Nuclear energy has long been touted as a promising form of energy production for a decarbonizing global economy. Nuclear power is efficient, it’s established, and it has zero carbon emissions. Indeed, some countries, most notably China, have included nuclear energy as a major part of their national plan for decreasing their carbon footprint. For all of nuclear energy’s benefits, however, nuclear energy production also has some serious drawbacks. While nuclear meltdown is extremely rare, its horrific consequences loom large in the public imagination. High-profile tragedies like the disasters at Chernobyl, Fukushima, and Three-Mile Island have made nuclear a tough sell for those of us who, understandably, do not want a nuclear power plant in our backyard.
It’s true that nuclear disasters are exceedingly uncommon, and nuclear is much safer than the average person may believe, but there are other drawbacks to nuclear that are both common and considerable. One of these is the exceptionally high cost of nuclear power. Just last month, the World Nuclear Industry Status Report showed the shocking statistic that nuclear is now the most expensive form of power generation in the world, with the sole exception of gas peaking plants.
And then there’s the issue of nuclear waste, and it’s not a minor one. Around the world, radioactive waste is piling up, and managing it is a huge expense, not to mention a public health risk of massive proportions if not handled appropriately. Spent nuclear fuel is so hazardous because the waste, in particular uranium and plutonium, is highly radioactive with a half-life that will outlast all of us.
Recently, different nuclear-powered countries around the world have been pursuing “final disposal sites” for their nuclear waste. This process consists of converting this radioactive waste into a kind of glass via a process known as vitrification. This glass will then be stored inside of stainless steel vessels that will be kept in a pool to maintain a cool temperature until they are finally transferred to their final resting place deep underground, where they will remain undisturbed until their amount of radioactivity has decreased to a level that they can be handled safely--a period of time anywhere from 1,000 to 100,000 years.
To date, no country has brought one of these final disposal sites online, but a small handful are actually working on developing one. “Finland and Sweden have selected locations for construction and Finland is expected to start construction in the early 2020s,” reports the Japan Times. “France is still conducting underground surveys, while Switzerland, China, and Canada are analyzing boring samples.
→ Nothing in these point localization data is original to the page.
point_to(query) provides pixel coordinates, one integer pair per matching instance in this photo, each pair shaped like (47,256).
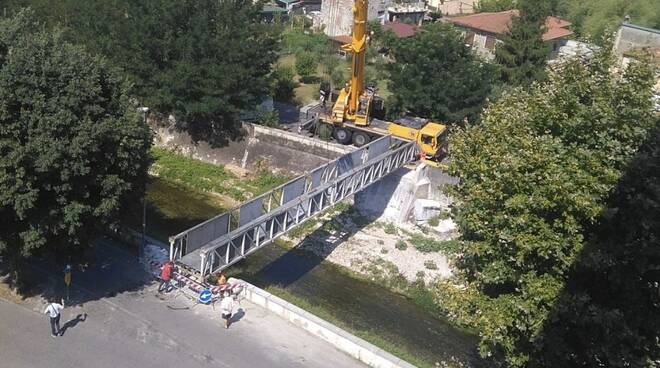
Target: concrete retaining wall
(294,138)
(342,340)
(277,149)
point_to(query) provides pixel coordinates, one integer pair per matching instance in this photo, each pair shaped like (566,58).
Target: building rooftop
(343,39)
(499,22)
(401,30)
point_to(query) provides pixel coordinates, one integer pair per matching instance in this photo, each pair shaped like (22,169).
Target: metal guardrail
(227,238)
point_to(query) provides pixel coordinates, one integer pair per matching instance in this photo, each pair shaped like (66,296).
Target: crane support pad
(225,239)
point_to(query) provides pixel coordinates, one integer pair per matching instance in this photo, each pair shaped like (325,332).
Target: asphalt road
(137,328)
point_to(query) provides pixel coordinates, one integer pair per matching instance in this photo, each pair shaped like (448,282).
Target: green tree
(522,54)
(607,314)
(203,61)
(435,75)
(74,152)
(283,83)
(535,176)
(306,64)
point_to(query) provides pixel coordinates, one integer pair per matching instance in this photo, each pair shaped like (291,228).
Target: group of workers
(227,304)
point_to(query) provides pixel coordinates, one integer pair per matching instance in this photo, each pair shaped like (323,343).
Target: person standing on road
(227,308)
(53,310)
(165,276)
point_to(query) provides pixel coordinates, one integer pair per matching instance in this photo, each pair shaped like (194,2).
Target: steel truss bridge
(219,242)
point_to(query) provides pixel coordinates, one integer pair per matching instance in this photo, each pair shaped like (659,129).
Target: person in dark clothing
(53,310)
(165,277)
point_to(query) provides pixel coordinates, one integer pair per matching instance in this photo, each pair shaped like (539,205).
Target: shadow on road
(237,316)
(72,323)
(106,270)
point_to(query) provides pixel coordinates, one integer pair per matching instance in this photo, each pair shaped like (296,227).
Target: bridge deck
(227,238)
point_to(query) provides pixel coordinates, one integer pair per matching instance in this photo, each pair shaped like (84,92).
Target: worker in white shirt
(53,310)
(227,308)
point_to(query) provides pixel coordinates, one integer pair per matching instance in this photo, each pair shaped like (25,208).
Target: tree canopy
(73,149)
(534,180)
(201,61)
(437,76)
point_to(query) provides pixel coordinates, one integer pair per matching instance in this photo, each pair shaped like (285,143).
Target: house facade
(632,41)
(484,31)
(452,7)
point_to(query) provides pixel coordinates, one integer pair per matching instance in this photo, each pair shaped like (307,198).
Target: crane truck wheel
(360,139)
(342,135)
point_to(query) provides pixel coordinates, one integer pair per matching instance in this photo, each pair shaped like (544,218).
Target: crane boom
(353,102)
(358,47)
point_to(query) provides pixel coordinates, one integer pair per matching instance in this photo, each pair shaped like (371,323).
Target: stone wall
(277,149)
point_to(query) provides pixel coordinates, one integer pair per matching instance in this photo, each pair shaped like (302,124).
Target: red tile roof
(499,22)
(401,30)
(343,39)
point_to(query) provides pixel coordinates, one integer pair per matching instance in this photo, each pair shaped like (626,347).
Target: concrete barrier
(342,340)
(294,137)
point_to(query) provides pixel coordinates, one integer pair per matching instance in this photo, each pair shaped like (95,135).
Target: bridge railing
(219,242)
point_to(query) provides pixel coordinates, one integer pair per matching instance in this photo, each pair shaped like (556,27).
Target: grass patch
(425,244)
(207,177)
(172,208)
(303,229)
(390,345)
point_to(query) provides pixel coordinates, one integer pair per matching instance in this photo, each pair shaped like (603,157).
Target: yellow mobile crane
(350,113)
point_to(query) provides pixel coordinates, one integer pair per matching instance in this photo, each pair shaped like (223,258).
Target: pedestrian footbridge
(218,243)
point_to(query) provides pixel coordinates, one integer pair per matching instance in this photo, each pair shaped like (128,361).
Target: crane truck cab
(431,137)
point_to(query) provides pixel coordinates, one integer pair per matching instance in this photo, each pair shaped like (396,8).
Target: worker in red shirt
(165,277)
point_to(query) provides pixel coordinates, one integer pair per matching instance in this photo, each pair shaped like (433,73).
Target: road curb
(354,346)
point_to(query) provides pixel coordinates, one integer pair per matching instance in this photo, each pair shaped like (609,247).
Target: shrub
(430,265)
(390,229)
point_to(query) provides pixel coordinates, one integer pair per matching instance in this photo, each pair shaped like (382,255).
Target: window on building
(490,42)
(469,37)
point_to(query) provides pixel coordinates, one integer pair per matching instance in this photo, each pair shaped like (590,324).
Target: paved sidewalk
(137,328)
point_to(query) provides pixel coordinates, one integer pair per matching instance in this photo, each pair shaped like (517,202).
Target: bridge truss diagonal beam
(223,240)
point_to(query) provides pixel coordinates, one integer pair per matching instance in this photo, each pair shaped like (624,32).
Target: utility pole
(145,111)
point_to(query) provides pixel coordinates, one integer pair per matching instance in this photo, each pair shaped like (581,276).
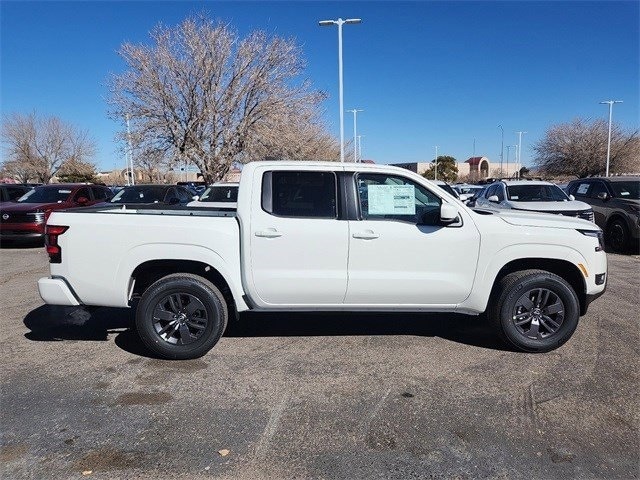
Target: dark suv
(616,206)
(25,219)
Belgium and Germany are at roughly the same stage as Japan.”
In Japan, however, as the Times article details, the site planning has been mired in controversy. Until nine years ago, nuclear energy represented a major part of Japan’s energy mix. After the Fukushima nuclear disaster of 2011, however, Japan has largely soured on this form of power production, and citizens have become increasingly leery of the sector’s various risk factors. This discontent and distrust have recently come to a head in Hokkaido, where the Horonobe Underground Research Center, “which conducts research and development on disposal methods for high-level radioactive waste” is found, over the topic of choosing a location for Japan’s final disposal site.
Cash-strapped towns have applied to be the new home of the nuclear disposal site, but in some cases, this has been against the direct wishes of the towns’ residents, who have seen the horrific effects of radiation sickness twice over in their nation's history--once from the atomic bombing of Hiroshima and Nagasaki and once from the disaster at the Fukushima nuclear power plant, brought on by a powerful earthquake.
The controversy in Japan is directly related to that nation’s particular history to be sure, but it is part of a global problem. Nuclear waste is not just a hazard for ourselves, but for countless generations to come, and we cannot afford to be cavalier with its management. Finding a place for the spent nuclear fuel that has already been created by generations past and that yet to be produced cannot be rushed or thrust upon those who do not want it but have no power to refuse it. Final disposal sites are certainly a step forward but Japan shows us that they’re also, ultimately, a flawed solution.